Okay, not this nerd. He was simplicity itself. And not in a there-is-beauty-in-simplicity kind of way. His was just simplicity. Plain. Uneventful. Boring even. Absolutely nothing to write home about. Well, except the laptop. It was actually pretty cool. His jeans were old and faded and of course frayed at the hems of the pant legs. If he were a hell’s angel roaring around the jam-packed streets of Nairobi on Ghost Rider’s fiery motorbike, the jeans could be considered kinda cool. But he wasn’t. He probably didn’t even know who or what Ghost Rider was. He didn’t use his laptop to download movies. Or to upload new grossly edited photos on Facebook. Photoshop, he was told it was called. He looked up to Mark Zuckerberg but not because of what you think. More because he created an empire that enabled him to wear old jeans and a grey t-shirt everyday of the week…important business meetings notwithstanding.
His shirt and sweater were both as plain and stark as his face as he walked. His countenance was clean-shaven. Goatees were for those who liked to act the goat…those artists, possibly. His spectacles had a black frame, functional. A necessity, not an accessory. His head hosted no mop of hair; at most his hair could be considered a thin film upon his head. No, he was not an artist. He was a nerd. A geek. Not the breed of nerd that constitutes a group of young lads and lasses traipsing about in lens-less glasses about as wide as a truck. Not these, who consider themselves techno-savvy because they use their iPads as phones and their phones as iPods and are comfortable enough with technology to cross Mombasa Road as they update their status. Not that kind of nerd. He was the real deal. A scientist.
His kind was about to go extinct as everyone groped about in pursuit of the title ‘artist’. Artists. That bunch of people who grew their hair wild and dyed it wild, or shaved it half off and still dyed it wild. Then they justified themselves with claims of self-actualization or freedom to express who they really are inside. Oh, he knew what they really were. Confused, that’s what. They were against all things conformist and strove with every part of them that wasn’t pierced or tattooed to define the term ‘unique’. He didn’t understand them.

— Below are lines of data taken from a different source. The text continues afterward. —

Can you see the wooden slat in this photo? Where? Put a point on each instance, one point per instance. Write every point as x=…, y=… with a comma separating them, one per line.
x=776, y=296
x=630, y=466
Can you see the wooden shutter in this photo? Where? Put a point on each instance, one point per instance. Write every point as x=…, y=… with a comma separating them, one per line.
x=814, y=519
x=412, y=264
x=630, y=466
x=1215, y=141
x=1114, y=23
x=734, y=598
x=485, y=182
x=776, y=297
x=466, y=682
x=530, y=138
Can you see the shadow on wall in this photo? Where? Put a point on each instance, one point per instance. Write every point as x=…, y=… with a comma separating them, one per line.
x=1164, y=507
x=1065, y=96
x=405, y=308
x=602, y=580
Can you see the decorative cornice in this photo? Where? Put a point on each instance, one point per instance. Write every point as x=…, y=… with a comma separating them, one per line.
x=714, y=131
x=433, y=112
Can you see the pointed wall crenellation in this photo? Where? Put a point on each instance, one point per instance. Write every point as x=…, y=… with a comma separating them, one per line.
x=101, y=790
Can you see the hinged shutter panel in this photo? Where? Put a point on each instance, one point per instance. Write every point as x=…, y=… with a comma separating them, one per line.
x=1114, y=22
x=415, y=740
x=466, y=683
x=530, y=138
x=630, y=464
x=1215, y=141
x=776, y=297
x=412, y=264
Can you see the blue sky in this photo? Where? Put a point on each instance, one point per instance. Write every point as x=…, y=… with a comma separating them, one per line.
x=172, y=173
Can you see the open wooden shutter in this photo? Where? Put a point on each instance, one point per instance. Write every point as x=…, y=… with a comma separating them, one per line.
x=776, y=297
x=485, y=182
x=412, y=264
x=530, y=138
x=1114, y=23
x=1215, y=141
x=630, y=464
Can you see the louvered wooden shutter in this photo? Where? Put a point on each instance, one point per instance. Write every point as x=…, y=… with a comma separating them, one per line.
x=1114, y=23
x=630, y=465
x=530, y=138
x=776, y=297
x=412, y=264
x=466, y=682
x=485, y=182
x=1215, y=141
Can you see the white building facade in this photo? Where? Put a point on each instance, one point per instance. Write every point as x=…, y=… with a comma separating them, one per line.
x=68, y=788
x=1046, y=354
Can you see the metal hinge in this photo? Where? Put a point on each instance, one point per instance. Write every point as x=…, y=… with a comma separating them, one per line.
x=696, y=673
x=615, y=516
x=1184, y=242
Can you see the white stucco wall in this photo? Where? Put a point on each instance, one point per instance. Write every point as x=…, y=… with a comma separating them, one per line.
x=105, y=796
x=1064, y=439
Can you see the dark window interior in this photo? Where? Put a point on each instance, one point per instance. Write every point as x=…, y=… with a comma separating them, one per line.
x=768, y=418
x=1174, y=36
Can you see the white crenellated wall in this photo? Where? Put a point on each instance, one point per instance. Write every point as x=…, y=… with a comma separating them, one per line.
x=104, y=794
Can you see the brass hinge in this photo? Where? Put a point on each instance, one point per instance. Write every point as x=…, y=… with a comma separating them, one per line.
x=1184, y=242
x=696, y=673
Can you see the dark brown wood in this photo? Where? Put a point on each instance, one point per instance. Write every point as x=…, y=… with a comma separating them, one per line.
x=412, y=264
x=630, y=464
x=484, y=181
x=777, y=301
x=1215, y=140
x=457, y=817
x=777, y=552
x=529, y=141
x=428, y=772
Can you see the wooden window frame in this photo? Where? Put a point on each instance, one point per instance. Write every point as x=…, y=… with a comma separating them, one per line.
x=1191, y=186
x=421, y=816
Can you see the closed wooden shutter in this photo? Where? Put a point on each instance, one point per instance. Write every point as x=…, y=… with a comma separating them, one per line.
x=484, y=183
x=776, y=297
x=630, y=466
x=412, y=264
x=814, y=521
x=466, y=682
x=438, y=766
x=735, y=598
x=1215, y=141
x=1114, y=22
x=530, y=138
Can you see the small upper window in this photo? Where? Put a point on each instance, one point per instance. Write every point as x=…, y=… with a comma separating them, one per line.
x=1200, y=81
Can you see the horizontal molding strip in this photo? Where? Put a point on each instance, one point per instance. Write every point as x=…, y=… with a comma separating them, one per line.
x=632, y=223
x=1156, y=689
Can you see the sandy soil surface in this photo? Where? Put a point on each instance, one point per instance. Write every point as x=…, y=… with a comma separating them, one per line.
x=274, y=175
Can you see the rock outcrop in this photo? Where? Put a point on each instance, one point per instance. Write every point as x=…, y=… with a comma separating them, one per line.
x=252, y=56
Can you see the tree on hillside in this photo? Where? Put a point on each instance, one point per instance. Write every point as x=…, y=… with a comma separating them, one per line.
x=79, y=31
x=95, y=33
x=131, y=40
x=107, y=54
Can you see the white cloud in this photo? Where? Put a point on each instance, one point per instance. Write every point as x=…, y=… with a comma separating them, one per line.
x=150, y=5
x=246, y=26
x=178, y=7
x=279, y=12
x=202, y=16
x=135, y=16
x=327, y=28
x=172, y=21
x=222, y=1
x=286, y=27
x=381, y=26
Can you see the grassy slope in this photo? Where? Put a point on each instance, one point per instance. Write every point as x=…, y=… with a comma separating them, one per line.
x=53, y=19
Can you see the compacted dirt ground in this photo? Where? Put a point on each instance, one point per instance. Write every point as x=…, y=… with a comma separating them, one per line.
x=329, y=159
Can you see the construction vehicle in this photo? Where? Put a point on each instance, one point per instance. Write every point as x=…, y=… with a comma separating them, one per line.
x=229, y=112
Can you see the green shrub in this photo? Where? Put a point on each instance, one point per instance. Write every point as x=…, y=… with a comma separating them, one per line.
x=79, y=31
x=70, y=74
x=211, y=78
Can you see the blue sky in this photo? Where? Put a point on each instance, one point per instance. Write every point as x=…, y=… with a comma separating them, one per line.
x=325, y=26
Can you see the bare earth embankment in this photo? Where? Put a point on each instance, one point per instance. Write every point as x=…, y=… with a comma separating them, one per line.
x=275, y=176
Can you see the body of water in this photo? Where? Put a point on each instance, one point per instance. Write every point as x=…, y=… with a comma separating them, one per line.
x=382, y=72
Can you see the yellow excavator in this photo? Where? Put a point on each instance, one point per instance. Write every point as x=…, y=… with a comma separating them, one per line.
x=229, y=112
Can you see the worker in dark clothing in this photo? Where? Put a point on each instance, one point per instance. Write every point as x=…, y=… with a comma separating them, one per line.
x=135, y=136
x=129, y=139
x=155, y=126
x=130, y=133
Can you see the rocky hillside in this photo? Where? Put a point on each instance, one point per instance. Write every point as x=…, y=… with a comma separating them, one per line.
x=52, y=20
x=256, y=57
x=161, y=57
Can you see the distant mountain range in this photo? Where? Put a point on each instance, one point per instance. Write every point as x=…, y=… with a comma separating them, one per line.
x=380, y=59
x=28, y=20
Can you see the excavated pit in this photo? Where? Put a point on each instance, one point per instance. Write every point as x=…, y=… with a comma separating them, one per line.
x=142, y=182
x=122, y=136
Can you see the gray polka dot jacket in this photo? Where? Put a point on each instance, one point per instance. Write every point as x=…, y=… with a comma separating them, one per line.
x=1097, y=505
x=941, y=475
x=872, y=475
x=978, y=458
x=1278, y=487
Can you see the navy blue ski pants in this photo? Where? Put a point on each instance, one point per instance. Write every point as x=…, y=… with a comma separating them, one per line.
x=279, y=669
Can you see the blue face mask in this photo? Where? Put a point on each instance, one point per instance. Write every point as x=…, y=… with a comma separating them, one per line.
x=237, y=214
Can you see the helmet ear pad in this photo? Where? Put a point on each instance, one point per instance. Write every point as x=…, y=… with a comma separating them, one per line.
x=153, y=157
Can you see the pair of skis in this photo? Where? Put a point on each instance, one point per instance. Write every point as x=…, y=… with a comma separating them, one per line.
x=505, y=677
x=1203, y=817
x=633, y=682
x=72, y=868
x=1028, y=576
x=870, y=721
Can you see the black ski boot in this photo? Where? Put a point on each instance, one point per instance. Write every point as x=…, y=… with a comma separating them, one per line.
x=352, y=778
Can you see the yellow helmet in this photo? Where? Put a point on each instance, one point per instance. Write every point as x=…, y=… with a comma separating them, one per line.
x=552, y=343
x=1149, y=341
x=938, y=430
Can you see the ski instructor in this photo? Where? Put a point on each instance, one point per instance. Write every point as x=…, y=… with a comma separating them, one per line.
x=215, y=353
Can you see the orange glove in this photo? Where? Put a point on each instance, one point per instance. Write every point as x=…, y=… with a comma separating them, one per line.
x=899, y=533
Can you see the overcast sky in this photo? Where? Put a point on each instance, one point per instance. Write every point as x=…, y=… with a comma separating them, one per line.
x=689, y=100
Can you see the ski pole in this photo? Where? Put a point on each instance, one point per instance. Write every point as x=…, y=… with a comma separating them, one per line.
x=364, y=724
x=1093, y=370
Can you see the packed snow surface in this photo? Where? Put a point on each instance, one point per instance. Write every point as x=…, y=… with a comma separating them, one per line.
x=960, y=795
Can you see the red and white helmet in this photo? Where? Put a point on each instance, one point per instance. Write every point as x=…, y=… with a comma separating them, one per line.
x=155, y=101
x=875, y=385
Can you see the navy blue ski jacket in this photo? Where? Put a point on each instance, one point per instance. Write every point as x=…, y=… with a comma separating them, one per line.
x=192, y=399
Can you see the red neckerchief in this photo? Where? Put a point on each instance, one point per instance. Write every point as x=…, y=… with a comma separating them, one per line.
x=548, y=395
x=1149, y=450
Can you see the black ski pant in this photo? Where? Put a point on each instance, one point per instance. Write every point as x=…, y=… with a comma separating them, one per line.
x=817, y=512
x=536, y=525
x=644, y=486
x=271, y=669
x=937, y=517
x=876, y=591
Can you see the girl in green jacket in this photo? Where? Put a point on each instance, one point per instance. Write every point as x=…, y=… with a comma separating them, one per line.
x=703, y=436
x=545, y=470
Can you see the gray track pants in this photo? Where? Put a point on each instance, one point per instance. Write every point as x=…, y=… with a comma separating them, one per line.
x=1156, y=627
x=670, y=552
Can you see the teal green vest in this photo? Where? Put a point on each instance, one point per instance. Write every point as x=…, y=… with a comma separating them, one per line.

He could feel their stares as he walked past a group of them on Sunday after service, his laptop bag swinging at his side. They thought him strange and boring. He thought them insane and attention-seeking. Yes, they sang, or painted or designed those ridiculous clothes he once saw on a fashion program on TV and was sure no one ever actually wore…but so what? After they did all that beautiful artsy stuff, they settled onto beanbag chairs or whatever it was artists sat on, because he was convinced they probably didn’t want to sit on normal chairs like the rest of normal humanity, they opened their laptops and used his kind of beauty.
Oh yeah. He created beauty too. Maybe, if he didn’t have such a negative attitude towards them, he could call himself an artist too.